VII: Cork

Cork isn't harvested the way you think.

VII: Cork
Wine corks. Remember those? Photo by Javier Balseiro / Unsplash

Good morning. Today is septidi, the 27th of Frimaire, Year CCXXXI. We celebrate le liège, a material made from tree bark that makes an excellent filler.

Cork, Ireland, is the seat of County Cork, also known as the "rebel county" for its role in trying to overthrow Henry VII during the War of the Roses. This southernmost major city on the isle of Ireland was not named for the stuff that plugs up wine bottles. The name derives from the Irish word for "marsh."

It's illegal to cut down a cork tree in Portugal, and Portugal is where nearly all of them grow. Look up a distribution map of the cork oak (Quercus suber), and it looks like Jackson Pollack flung a glob of paint at Portugal, hit it, and the remaining splatter sprayed across the Mediterranean coastlines of Europe and Africa.

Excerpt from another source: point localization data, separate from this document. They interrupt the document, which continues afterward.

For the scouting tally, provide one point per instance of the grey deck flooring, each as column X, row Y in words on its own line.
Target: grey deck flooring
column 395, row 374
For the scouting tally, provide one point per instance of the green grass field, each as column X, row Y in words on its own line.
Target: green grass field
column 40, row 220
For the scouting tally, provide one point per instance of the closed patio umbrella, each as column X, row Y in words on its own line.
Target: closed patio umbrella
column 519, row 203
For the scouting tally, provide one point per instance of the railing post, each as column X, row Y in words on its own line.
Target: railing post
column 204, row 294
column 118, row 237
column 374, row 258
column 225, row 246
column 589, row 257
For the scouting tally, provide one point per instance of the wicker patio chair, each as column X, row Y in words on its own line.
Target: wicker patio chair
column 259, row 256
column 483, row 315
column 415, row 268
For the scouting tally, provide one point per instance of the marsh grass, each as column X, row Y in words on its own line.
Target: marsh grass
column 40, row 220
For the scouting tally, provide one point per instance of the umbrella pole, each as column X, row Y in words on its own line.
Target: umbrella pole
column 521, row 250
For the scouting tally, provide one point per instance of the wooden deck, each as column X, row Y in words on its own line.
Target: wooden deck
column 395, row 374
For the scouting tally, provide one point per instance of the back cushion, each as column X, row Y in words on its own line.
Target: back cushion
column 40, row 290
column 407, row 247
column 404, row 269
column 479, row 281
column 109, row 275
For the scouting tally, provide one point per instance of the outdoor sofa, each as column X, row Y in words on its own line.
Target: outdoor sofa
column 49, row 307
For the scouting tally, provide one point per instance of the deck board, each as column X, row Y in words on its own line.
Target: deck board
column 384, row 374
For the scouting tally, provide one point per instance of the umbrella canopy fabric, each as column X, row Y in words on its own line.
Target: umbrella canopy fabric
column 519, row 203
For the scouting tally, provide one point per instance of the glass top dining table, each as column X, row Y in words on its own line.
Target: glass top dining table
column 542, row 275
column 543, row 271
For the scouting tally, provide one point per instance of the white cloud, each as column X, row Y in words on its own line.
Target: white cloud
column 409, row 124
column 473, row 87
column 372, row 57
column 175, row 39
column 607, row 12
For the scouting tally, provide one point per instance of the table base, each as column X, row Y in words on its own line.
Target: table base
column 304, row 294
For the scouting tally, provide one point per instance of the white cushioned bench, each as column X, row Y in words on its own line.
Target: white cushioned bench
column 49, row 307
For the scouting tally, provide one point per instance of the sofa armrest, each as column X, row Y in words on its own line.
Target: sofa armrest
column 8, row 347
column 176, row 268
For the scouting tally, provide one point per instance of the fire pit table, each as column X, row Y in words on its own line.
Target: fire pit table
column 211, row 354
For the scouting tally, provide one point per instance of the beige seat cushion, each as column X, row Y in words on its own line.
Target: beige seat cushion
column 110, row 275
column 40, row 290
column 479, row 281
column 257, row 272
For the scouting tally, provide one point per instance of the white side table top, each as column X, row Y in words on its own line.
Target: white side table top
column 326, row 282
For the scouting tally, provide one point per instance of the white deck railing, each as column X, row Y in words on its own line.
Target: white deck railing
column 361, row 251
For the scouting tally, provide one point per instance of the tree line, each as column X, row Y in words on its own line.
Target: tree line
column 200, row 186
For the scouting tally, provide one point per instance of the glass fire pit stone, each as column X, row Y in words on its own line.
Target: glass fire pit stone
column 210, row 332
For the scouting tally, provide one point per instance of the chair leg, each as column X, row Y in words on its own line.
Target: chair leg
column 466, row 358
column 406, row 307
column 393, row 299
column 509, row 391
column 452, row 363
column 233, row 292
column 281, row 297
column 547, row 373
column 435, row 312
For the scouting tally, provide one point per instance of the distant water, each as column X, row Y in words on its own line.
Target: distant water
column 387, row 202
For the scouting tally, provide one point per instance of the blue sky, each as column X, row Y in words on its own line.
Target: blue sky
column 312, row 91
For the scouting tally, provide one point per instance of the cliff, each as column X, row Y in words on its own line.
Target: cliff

So if most of the cork oaks in the world can't be cut down, where does cork come from?

That's the remarkable thing. You don't need to chop down a cork oak to harvest its spongy wood. In fact, the good stuff is sheared away, like a sheep's wool, and the tree breathes and relaxes as if thankful for the pruning. Cork is one of the only truly sustainable timber practices that nature allows.